Yajing Liu, Terence T W Wong, Junhui Shi, Yun He, Liming Nie, and Lihong V. Wang
Published: 28 February 2023
Mapping diverse cellular components with high spatial resolution is important to interrogate biological systems and study disease pathogenesis. Conventional optical imaging techniques for mapping biomolecular profiles with differential staining and labeling methods are cumbersome. Different types of cellular components exhibit distinctive characteristic absorption spectra across a wide wavelength range. By virtue of this property, a lab-made wide-band optical-resolution photoacoustic microscopy (wbOR-PAM) system, which covers wavelengths from the ultraviolet and visible to the shortwave infrared regions, was designed and developed to capture multiple cellular components in 300-μm-thick brain slices at nine different wavelengths without repetitive staining and complicated processing. This wbOR-PAM system provides abundant spectral information. A reflective objective lens with an infinite conjugate design was applied to focus laser beams with different wavelengths, avoiding chromatic aberration. The molecular components of complex brain slices were probed without labeling. The findings of the present study demonstrated a distinctive absorption of phospholipids, a major component of the cell membrane, brain, and nervous system, at 1690 nm and revealed their precise distribution with microscopic resolution in a mouse brain, for the first time.
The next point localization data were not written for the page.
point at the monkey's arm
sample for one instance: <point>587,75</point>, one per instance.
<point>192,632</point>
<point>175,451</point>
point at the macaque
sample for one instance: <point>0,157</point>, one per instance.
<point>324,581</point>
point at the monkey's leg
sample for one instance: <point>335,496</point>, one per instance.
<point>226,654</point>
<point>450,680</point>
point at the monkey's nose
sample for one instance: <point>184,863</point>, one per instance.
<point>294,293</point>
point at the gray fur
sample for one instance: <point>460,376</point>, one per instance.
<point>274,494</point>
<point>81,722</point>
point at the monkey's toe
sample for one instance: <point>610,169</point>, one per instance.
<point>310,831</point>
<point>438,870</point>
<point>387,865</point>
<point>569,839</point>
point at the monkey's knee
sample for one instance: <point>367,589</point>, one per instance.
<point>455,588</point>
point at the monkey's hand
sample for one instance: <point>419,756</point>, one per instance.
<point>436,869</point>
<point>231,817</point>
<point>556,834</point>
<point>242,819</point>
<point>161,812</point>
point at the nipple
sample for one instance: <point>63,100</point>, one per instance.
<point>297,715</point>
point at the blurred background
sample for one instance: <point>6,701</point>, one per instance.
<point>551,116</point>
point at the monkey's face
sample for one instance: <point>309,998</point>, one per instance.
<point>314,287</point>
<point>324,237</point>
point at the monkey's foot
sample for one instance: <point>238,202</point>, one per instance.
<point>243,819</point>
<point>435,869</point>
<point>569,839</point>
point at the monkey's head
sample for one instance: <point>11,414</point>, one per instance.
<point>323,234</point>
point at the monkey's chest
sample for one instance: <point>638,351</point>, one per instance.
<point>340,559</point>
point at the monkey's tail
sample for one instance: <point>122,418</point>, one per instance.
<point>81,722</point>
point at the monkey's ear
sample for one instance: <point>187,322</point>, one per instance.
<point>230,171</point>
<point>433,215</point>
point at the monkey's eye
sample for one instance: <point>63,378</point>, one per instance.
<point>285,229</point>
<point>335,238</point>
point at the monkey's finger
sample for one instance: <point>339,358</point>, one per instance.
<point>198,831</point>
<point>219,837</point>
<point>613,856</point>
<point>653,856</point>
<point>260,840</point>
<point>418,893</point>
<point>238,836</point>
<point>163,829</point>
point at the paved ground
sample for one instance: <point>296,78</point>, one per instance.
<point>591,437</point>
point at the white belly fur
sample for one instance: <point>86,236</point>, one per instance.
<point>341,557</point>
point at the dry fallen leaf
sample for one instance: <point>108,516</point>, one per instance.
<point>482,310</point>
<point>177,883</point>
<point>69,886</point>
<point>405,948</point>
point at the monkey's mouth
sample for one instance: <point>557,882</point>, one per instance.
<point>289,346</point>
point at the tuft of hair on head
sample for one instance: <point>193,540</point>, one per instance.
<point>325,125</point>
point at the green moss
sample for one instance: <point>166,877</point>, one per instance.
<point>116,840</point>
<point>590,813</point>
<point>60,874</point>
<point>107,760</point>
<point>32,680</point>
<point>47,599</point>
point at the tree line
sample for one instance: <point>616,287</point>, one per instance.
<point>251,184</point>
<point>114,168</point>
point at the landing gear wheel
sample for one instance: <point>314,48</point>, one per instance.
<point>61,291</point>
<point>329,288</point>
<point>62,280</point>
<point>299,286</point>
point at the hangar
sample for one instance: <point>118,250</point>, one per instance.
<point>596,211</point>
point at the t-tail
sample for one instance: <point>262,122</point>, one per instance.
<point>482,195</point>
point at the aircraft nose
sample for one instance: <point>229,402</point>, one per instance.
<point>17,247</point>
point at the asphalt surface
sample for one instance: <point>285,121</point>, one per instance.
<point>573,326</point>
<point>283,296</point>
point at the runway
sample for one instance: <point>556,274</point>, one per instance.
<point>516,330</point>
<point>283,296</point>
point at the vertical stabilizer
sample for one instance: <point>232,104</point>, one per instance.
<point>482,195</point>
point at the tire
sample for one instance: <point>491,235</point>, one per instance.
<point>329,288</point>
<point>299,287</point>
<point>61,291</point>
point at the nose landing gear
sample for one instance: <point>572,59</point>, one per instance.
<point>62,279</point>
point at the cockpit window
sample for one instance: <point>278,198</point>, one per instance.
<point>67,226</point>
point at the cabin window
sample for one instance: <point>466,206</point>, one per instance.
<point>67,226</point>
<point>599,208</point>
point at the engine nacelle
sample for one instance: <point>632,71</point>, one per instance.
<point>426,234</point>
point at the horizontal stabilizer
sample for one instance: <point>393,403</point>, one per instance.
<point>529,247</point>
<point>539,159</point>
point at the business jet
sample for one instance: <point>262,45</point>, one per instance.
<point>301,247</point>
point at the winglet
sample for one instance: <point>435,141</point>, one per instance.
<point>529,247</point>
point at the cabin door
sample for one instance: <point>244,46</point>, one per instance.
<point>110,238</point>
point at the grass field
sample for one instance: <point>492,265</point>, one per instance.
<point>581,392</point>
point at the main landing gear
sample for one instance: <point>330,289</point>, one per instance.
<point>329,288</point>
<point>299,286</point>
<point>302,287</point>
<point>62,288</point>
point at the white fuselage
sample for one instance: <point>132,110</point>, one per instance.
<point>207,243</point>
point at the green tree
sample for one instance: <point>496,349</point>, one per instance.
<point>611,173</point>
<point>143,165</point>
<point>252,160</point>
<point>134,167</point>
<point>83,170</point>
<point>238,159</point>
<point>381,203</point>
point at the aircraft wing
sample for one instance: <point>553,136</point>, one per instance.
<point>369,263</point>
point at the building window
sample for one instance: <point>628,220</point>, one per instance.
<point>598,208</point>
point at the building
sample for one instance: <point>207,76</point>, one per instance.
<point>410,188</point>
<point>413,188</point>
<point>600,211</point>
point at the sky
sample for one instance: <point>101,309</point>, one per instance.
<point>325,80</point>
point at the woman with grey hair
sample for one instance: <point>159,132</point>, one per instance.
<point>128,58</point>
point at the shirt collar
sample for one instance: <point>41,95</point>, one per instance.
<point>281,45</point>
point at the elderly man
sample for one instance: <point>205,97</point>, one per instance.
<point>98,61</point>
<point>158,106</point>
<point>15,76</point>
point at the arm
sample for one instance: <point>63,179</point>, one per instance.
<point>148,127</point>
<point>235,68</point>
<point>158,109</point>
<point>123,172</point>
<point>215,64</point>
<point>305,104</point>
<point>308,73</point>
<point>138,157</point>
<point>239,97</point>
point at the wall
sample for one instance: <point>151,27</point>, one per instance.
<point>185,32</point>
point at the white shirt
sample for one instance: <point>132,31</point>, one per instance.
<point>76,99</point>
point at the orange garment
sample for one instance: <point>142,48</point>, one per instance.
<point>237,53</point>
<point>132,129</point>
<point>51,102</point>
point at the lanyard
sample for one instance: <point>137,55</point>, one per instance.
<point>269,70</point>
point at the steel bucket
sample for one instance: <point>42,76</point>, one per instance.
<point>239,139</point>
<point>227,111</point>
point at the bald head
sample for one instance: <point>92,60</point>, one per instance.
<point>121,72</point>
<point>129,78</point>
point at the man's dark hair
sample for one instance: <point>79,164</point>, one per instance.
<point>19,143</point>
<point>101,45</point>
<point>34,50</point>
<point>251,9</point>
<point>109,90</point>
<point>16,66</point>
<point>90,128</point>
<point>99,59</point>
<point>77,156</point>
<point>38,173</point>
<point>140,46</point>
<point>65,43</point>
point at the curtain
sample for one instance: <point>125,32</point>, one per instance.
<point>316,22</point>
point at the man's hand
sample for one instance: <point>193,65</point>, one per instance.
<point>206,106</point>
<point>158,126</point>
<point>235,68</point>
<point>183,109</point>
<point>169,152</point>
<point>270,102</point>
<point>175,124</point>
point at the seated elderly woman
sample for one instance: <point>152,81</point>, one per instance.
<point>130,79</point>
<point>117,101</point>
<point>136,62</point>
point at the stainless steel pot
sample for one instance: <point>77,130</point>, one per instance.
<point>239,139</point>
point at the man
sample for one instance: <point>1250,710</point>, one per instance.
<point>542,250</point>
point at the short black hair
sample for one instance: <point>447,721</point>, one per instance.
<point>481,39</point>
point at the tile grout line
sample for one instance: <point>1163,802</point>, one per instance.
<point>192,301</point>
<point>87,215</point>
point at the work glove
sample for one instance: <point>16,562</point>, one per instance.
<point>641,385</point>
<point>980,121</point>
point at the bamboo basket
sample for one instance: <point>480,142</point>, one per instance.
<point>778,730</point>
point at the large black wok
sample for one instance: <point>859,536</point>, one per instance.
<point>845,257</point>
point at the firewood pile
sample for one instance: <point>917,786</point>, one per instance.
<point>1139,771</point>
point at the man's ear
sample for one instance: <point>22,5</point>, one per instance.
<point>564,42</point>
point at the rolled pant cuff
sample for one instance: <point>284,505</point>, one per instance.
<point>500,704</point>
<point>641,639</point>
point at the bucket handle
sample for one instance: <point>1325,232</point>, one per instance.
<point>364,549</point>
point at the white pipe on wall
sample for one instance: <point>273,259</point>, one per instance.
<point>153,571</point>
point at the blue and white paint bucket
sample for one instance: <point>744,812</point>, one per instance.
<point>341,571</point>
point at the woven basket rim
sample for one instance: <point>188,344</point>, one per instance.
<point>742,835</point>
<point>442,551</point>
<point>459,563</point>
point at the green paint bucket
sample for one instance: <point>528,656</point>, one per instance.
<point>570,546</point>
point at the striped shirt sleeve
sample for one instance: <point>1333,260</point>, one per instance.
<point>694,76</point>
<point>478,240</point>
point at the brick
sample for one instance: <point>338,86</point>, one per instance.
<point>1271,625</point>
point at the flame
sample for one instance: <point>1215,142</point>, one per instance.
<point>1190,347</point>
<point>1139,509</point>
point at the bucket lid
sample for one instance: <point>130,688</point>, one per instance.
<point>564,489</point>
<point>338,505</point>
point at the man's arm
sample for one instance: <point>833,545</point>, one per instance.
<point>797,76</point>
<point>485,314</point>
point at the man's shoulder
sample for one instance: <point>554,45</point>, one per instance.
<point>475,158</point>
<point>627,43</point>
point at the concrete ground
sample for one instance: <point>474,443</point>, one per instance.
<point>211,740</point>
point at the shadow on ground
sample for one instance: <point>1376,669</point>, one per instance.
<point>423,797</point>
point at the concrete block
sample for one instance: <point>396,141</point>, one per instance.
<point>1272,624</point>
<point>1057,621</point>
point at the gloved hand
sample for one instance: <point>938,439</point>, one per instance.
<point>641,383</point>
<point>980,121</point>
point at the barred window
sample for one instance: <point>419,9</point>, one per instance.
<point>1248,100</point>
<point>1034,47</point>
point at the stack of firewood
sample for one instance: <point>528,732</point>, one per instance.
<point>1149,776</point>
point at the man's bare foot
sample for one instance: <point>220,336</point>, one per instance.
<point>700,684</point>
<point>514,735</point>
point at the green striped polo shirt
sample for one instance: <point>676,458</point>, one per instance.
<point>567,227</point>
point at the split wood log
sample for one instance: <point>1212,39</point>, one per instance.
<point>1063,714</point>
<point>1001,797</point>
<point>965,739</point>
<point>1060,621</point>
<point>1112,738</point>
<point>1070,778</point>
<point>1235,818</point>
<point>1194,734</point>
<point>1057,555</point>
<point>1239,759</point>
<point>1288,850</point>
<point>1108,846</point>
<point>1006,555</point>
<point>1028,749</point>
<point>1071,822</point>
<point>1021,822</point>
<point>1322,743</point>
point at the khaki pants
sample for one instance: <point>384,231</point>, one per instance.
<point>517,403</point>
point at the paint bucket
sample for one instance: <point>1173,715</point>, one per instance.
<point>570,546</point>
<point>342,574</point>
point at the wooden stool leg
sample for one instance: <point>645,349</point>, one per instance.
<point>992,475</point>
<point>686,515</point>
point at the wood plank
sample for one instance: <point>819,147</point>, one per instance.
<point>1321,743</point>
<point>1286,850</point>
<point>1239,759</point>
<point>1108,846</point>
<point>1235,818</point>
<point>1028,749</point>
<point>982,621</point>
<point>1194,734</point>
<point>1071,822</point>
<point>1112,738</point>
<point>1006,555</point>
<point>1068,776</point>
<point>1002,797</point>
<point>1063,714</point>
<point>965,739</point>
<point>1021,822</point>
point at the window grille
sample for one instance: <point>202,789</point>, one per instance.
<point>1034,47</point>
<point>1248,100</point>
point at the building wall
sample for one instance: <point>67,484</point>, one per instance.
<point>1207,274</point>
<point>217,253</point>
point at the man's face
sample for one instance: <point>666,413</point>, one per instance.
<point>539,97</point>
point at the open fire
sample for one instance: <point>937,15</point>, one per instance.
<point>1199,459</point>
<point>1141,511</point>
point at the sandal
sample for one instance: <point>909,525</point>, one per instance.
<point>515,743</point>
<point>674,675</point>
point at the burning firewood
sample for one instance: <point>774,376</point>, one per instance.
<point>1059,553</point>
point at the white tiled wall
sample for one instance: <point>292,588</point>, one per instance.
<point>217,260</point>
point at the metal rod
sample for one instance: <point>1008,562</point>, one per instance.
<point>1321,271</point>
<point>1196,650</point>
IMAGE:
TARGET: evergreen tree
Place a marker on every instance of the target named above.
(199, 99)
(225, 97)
This novel imaging modality provides a new opportunity to investigate important biomolecular components without either labeling or lengthy specimen processing, thus, laying the groundwork for revealing cellular mechanisms involved in disease pathogenesis.
Label-free multi-wavelength wbOR-PAM images of a formalin-fixed 5-μm-thick mouse brain slice at six different wavelengths. (a) DNA/RNA and protein show strong absorption at 225 nm. (b-f) The remaining five wavelengths illustrate the distribution of DNA/RNA, protein, cytochrome, and lipids at 266, 280, 420, 450, and 1210 nm wavelengths, respectively.